Decided to get serious again mid-January. So far I'm down around 20 at 210.5 this morning.

Spinning 1 hour most days because superbowl sunday I broke my wrist out on the pro xc Mellow Johnnies course. Some days 2 hour Spinerval session. Usually 5 days a week.

Trying to limit calories under 2,000 but I have not been counting like I had in my prior failed attempts.

Eating the very occasional 2 to 3 slice pizza meal. What I have really cut down to near zero is bad snacks. And I think I've only had maybe 4 burgers since the beginning of the year. I've had lots of chicken and fish sandwiches though and salads. I'll have fresh fruit or the kind that comes in the vacuum sealed plastic cups or a yogurt.

This time I will do it !


----------



## ArmySlowRdr (Dec 19, 2003)

SmokinBrock...Most bikes will hold your weight. At 230 no one at either LBS blinked at my choice of carbon and slightly lighter wheel upgrades for either my road or mtb that I bought this past winter.. Just don't get anything featherweight.... but the truly featherweight bikes it seems cost 8 grand or more !


----------



## woehlckabout (Aug 17, 2012)

I'm 6ft 280 down from 320 a year ago when I started riding. Looking to be 255 by the end of may as a birthday present to myself. May even drop a few grand on full suspension bike. By the end of the year I want to be 240.

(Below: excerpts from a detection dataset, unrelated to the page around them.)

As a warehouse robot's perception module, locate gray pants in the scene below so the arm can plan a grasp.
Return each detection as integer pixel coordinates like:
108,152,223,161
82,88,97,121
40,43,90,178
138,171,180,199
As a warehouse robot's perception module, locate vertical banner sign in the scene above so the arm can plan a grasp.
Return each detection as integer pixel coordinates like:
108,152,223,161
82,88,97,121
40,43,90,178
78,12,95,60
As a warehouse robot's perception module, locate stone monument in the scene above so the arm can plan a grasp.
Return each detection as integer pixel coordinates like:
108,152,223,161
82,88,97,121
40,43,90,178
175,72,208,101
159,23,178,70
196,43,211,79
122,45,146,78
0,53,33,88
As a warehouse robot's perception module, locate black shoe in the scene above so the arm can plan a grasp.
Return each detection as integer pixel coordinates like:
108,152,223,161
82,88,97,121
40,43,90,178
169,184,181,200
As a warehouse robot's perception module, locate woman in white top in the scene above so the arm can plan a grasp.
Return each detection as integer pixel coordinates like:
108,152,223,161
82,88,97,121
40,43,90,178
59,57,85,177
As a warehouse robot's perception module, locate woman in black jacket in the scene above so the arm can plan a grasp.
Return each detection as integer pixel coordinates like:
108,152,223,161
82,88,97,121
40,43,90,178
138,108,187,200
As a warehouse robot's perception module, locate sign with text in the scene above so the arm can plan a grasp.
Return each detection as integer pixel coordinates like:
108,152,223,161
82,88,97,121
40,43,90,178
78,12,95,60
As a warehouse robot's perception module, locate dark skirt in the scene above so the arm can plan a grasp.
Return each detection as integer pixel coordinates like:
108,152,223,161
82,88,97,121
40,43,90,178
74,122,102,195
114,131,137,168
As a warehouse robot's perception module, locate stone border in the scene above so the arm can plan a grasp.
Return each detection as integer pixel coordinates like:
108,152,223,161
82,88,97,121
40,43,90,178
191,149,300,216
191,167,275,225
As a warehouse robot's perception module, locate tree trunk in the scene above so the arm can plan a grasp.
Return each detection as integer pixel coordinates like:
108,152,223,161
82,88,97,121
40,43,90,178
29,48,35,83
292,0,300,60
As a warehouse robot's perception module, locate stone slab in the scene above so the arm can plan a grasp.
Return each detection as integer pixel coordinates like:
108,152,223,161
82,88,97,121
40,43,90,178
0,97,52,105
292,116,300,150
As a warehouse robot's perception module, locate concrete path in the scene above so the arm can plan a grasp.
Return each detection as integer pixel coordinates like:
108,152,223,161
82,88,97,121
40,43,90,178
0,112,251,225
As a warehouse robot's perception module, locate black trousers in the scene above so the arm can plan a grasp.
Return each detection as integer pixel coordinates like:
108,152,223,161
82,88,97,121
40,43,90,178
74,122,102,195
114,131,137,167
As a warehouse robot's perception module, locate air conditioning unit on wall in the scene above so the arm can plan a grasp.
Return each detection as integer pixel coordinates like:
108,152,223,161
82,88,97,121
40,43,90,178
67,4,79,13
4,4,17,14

One thing I have definitely learned about myself is that if I drop weight too quickly by radically changing my behavior/diet etc it becomes unsustainable and then I wreck my whole plan up. This forum is part of the reason I got on a bike in the first place and its awesome to see other people with impressive goals. I think mine is attainable but will definitely be challenging.


----------



## joeduda (Jan 4, 2013)

started riding after a long hiatus last july. 6'-2" started at 275 and am 233 now trying to get to 205 by August.


----------



## N3M0 (Feb 19, 2013)

I don't have a scale yet, probably will get one this weekend. Just started riding a bike Monday. I have been +/1 5lbs at 305 for about a year plus. I want to eventually drop 100, but my goal for this year is 50.


----------



## MadMacMan (Mar 6, 2011)

Started a year ago at 259. Now I just stepped off the scales at. 230. Goal is to get down to and maintain 215. I'm 6'2"


----------



## Opie29er (Feb 18, 2013)

I am 6 ft 2 and 290. I had peaked right around 300 and stopped drinking Ice tea. That was 10 pounds off in no time flat. My weight gain was caused by a serious shoulder injury. The last year has been nothing but sitting and therapy. My Dr. said it was ok to ride bike if I took it easy. So the LBS set me up with a 29er Trek superfly 100. Now if this weather would break! My goal is 250 or less by the end of Summer.


----------



## Newbie1963 (Mar 20, 2013)

I weighed in at 345 in November of 2011, dropped a few pounds. Doctor had a heart to heart talk this past November when I weighed in at 297 lbs. As of this morning I weighed in at 274 lbs. This was all done with dieting and the use of a treadmill. I'm looking forward to the warmer weather to start riding and burning calories on my bike.


----------



## Jorgez1215 (Mar 31, 2013)

Have been interested in riding for a while now, but was always discourage because of my weight(360 and up 5'11) I started getting serious about weight lost I have 2 kids and want to be healthy for them and myself. started eating healthier, in January weighed in at 363 pounds on 1/12/13 and now 333 pounds my goal is 220 i have never owned a mountain bike and don't own one yet. As soon as i hit 300lb that will be my Reward any suggestion for a beginner bike would be great I plan to do light trails and some road ridding also I live in Southern CA if any trail suggestions 
Good Luck Everyone!


----------



## rickyk76 (Mar 26, 2013)

Started the year at 235 and wanting to get down to 185 by the end of the year. Still a far cry from my Marine Corps days, but gotta start somewhere.


----------



## ajamudc (Jun 5, 2012)

Right now, I'm at 265 and my goal is 225.


----------



## tigris99 (Aug 26, 2012)

at 278 lbs currently with goal of 240 by end of season (october), trying for 225-230 final goal just not sure if body build under fat will allow me to get that low.


----------



## jimed43 (Mar 19, 2004)

295 this morning.

http://about.me/jimmarshall


----------



## KylesDad (Mar 29, 2012)

In December I was at 297 but as of this morning I'm 243. Started Tae Kwon Do in January and just living a healthier lifestyle. I track everything I eat and all exercises with My Fitness Pal (a great app by the way). I ride evenings between TKD workouts and weekends even if it's only a short ride around town. 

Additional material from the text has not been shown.